Support the Restaurant Industry against the Department of Agriculture’s Rewriting of the BBQ Bill
House Bill 2029 (the BBQ Bill), which passed during the 2017 Legislative Session, repeals the Department of Agriculture’s (TDA) requirement that restaurants selling food by weight maintain a certified scale, pay a $35 annual fee and continuously display a consumer sticker visible to the consumer.
Despite this however, TDA has now written rules stating that “food for immediate consumption” has to be “eaten on the premises,” and will continue their inspections of scales contrary to a unanimous legislature and the clear intent of HB 2029. In fact, there are recent reports of continued TDA inspections of scales’ certification and visibility – a clear misinterpretation and misunderstanding of the bill. In fact, the Commissioner of Agriculture originally argued for a veto of this bill, despite unanimous support among Texas legislators and widespread favor in the industry.
Please stand with TDA and tell your Representative and Senator that the TDA’s rules go against what they originally approved in HB 2029. Let them know that the Department of Agriculture’s rules do not reflect HB 2029’s original intent and urge them to ask the Department of Agriculture to remove “on the premises” from TDA’s rules. HB 2029 eliminates inspections and certification of scales used for food sold for immediate consumption without regard to where food is eaten.

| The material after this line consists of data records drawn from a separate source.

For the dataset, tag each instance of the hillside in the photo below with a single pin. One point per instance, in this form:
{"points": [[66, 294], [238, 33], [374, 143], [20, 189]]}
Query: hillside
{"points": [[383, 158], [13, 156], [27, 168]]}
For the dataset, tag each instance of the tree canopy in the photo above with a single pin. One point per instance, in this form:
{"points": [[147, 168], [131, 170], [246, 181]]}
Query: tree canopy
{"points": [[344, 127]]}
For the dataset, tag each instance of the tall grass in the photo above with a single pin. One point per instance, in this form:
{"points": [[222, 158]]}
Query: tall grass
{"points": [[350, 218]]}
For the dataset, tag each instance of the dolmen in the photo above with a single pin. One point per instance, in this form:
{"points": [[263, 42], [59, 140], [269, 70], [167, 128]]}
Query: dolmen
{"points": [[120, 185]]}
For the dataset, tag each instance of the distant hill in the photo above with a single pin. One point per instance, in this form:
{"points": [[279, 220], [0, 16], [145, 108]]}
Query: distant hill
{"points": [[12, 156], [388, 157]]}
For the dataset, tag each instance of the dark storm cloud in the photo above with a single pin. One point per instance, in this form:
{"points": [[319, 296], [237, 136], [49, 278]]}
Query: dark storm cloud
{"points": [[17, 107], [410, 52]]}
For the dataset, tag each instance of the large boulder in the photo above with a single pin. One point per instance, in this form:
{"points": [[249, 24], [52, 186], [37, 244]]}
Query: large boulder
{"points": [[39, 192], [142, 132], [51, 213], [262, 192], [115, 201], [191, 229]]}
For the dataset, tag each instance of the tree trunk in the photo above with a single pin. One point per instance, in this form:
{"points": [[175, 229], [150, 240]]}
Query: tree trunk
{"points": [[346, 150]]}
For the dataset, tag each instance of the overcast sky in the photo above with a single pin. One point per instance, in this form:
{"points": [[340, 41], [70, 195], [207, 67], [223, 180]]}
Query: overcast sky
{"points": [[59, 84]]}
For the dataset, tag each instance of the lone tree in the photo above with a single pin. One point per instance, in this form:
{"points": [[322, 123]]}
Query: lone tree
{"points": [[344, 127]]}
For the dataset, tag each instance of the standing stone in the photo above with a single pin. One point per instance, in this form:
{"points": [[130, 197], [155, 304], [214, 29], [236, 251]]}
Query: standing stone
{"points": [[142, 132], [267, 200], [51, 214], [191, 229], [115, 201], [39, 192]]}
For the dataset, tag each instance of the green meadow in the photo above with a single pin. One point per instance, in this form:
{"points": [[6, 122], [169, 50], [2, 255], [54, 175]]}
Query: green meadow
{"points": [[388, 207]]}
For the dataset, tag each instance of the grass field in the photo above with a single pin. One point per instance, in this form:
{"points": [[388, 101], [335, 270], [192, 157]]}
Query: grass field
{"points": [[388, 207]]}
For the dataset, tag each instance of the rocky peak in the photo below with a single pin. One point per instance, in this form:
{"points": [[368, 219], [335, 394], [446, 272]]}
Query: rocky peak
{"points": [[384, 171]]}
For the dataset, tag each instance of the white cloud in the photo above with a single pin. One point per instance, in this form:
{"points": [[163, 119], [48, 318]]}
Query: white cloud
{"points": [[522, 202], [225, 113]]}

SAMPLE EMAIL MESSAGE TO REPRESENTATIVES & SENATORS (COPY AND PASTE)
The need for a restaurant to have a certified scale visible to the consumer is an antiquated and unnecessary burden to the restaurant industry. Restaurants provide meals to millions of satisfied customers with very few complaints about weight of food. Restaurateurs are in the hospitality business and understand the need for good customer service. A restaurateur faced with a consumer complaint will do everything possible to satisfy that customer rather than risk a complaint posted on Yelp or other social media outlets. Registered and certified scales in restaurants are more about collecting fees than protecting customers. Please urge the Department of Agriculture to support the original legislative intent of HR 2029 and remove “on the premises” from the rules.